Essen-Rüttenscheid. Dass viele derzeit sparen wollen, merkt man auch auf dem Rüttenscheider Markt. Händler klagen über bis zu 30 Prozent weniger Einnahmen.
Energiekrise und gestiegene Preise in nahezu allen Bereichen: Das macht sich auch auf dem Rüttenscheider Wochenmarkt bemerkbar. Denn weil viele Menschen derzeit weniger Geld in der Tasche haben oder für eine möglicherweise dicke Gasrechnung sparen wollen, kauft so mancher nur noch das Nötigste oder bleibt ganz weg. Vor allem mittwochs lohne sich das Geschäft für einige nicht mehr, berichten Händlerinnen und Händler.
Mittwochvormittag, 10.30 Uhr, auf dem Rüttenscheider Platz. Um diese Zeit ist das Geschäft ohnehin schwieriger. Berufstätige haben keine Zeit, samstags ist es deutlich voller. Doch sogar für einen Tag unter der Woche ist sehr wenig los. Zwischen den Marktständen laufen vereinzelt Menschen mit Einkaufstaschen hin und her, lassen sich Äpfel einpacken oder einen Blumenstrauß binden. Zwischen den Ständen klaffen immer wieder Lücken: Längst nicht alle Plätze sind besetzt.
Händler auf dem Rüttenscheider Markt: Von Woche zu Woche weniger Kunden
„Man merkt, dass von Woche zu Woche weniger Kunden kommen“, sagt Dan-Dumitru Coroama, der vor fünf Jahren einen Obst- und Gemüsestand auf dem Markt übernommen hat. „Die Leute müssen aufs Geld achten. Früher hieß es mal ganz locker ,Packen Sie ein Kilo ein’. Jetzt kaufen die Menschen nur noch genau das, was sie brauchen. Manche nehmen nur einen einzelnen Apfel.“ Er vermute, dass viele inzwischen beim Discounter einkaufen – obwohl er seine Preise maximal um zehn Prozent angehoben habe.

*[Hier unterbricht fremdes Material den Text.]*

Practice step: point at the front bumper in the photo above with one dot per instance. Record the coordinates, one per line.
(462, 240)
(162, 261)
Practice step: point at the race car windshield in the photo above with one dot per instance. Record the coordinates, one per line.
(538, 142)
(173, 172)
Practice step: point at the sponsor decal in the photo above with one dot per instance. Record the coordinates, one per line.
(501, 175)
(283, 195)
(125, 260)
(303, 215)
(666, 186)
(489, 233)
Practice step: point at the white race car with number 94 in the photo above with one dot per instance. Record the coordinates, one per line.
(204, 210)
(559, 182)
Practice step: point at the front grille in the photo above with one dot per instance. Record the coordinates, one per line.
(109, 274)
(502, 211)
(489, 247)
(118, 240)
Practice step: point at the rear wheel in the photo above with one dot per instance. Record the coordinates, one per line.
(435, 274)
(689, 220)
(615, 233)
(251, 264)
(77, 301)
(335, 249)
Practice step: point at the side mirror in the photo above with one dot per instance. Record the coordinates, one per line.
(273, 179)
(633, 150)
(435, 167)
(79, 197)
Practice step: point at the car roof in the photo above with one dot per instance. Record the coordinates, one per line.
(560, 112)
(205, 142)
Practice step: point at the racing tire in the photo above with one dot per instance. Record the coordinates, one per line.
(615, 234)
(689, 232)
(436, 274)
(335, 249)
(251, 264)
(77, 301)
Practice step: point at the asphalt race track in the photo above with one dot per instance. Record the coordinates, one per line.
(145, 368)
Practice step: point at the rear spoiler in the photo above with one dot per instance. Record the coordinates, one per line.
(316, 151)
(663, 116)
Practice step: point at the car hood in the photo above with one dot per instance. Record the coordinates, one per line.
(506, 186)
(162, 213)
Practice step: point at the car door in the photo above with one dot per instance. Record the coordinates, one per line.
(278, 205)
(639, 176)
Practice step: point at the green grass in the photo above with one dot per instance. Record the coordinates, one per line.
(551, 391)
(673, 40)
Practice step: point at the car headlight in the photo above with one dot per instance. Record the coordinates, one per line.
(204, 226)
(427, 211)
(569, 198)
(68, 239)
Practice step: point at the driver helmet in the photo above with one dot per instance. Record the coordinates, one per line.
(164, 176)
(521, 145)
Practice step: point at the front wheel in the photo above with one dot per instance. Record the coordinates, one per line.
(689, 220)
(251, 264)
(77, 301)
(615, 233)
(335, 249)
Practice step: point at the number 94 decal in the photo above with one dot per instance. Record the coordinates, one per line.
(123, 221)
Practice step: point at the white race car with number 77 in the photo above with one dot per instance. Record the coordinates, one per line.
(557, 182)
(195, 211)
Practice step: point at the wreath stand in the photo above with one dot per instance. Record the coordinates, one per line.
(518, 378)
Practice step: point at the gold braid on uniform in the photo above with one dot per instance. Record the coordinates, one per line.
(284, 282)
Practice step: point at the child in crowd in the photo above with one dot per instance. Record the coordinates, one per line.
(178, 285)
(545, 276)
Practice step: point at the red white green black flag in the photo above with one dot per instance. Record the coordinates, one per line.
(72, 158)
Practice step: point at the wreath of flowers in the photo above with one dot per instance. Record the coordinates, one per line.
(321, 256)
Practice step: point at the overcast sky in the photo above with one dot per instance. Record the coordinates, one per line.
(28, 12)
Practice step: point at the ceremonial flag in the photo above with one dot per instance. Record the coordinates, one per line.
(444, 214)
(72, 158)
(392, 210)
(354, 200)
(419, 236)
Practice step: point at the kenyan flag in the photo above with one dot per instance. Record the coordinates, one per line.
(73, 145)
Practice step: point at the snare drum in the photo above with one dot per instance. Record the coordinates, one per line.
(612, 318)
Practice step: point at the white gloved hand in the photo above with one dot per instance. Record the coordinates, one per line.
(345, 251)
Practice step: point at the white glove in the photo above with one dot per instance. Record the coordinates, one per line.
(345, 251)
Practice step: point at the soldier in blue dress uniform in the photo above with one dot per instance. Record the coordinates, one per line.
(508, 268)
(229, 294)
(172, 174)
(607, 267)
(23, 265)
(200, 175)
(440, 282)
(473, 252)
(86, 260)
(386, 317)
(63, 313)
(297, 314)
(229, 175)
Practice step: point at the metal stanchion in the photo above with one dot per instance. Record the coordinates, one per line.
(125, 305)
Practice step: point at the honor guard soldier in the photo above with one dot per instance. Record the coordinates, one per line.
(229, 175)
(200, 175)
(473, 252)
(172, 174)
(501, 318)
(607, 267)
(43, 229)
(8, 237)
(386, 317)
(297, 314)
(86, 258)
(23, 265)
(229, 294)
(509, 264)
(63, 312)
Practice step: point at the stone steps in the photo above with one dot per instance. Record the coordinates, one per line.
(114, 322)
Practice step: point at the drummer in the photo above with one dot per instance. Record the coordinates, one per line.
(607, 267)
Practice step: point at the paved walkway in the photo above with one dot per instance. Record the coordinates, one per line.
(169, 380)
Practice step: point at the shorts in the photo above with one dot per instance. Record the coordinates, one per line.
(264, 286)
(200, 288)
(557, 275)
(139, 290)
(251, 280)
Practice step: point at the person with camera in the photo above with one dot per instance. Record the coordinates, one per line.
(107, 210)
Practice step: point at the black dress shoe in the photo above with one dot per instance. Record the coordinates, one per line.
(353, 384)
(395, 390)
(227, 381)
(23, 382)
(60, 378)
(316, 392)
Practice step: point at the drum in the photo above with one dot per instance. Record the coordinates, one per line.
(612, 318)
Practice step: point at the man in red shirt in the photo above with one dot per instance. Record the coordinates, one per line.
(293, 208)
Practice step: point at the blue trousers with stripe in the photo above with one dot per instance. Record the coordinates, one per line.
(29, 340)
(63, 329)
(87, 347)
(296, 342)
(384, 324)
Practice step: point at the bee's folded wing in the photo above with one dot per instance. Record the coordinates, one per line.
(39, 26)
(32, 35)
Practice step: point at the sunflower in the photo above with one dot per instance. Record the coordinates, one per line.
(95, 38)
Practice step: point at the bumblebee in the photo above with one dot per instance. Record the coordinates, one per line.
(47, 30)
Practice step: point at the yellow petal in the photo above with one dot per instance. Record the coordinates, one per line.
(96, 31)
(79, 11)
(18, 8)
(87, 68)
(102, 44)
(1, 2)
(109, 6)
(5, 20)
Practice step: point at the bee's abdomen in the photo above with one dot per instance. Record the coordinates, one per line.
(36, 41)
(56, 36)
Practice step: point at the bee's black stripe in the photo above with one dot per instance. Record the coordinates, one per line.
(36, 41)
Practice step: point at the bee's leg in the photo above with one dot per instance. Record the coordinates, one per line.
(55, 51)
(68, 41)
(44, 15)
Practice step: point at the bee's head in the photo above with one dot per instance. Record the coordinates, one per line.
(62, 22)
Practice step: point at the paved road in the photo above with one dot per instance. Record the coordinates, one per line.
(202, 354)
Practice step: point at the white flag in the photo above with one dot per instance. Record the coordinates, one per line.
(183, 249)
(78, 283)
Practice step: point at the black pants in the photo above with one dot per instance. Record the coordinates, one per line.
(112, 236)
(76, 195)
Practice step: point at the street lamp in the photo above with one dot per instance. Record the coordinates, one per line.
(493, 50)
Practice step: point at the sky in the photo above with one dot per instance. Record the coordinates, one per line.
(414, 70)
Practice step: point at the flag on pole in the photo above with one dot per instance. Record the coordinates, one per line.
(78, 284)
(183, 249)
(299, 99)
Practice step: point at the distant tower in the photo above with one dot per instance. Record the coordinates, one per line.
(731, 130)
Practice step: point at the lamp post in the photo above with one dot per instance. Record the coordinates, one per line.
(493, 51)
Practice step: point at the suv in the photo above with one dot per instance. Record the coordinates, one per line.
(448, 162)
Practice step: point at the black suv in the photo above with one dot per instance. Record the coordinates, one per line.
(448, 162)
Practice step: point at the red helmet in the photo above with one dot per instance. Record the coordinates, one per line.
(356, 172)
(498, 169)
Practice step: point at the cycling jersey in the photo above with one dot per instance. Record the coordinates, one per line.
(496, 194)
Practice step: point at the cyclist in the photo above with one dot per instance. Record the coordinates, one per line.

Etwa 20 bis 25 Prozent weniger Umsatz habe er in den vergangenen Monaten gemacht, schätzt Coroama. Wenn in früheren Zeiten Anfang November so gutes Wetter gewesen sei wie im Moment, dann habe er an seinem Stand immer viel zu tun gehabt. Aktuell: Fehlanzeige. Dass 70 Prozent seiner Kunden Rentner seien, helfe auch nicht besonders: „Gerade die haben ja derzeit wenig Geld.“ Coroama berichtet, dass einige seiner Händlerkollegen deshalb schon mittwochs gar nicht mehr kämen. Das lohne sich einfach nicht.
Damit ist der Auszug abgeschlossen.